Alan was my biggest supporter, and we truly loved and trusted each other. When I wanted to move from acting to directing, I asked his advice because he was a major writer-producer, the Emmy-nominated star of a Canadian talk show. And without a second thought, he said, ‘Well, you’re old…but you’d make a great director. You’re opinionated, stubborn, strong, and you love telling everyone what to do.’ Then he smiled. That was Alan. He was snarky but direct. Outside of my husband, he was probably the most supportive guy I’ve ever known. He knew so many people and touched so many lives. You know the game Six Degrees of Kevin Bacon? With Alan, it was actually three. Maybe two.
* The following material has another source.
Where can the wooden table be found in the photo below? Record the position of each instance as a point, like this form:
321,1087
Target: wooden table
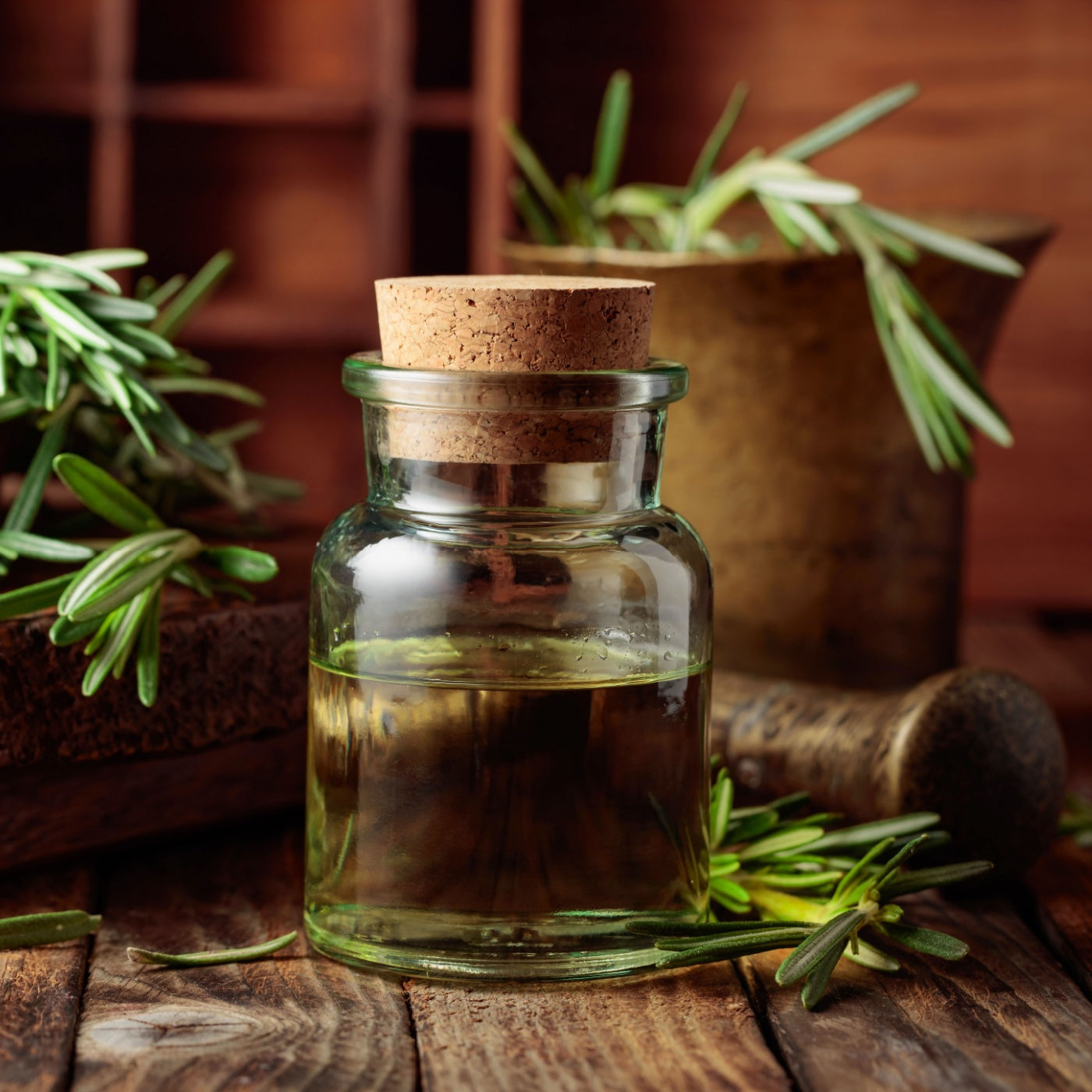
1013,1015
Alan had this way about him. He was handsome, cocky, and fiercely intelligent, but he was no saint. That was what made him so much fun. He lived to connect with people, and even more important, he loved to make them laugh. He was happiest when he could perform. It’s very hard to have a self-deprecating humor about the silliness in yourself, but he could do it better than anybody. He was oddly humble because he did not really consider himself a great actor. He often said, ‘I’m a master of B talent. I can do a little bit of everything.’ It didn’t matter where: cruise ships, shopping malls, used-car lots. If you wanted an emcee, no one was better or worked harder at making the event fun. I admired him for that.

Growing Pains was a gift. It lifted us both out of insecurity and changed my life forever. Best of all, it introduced me to Alan. He was my mentor and friend, and I loved him.”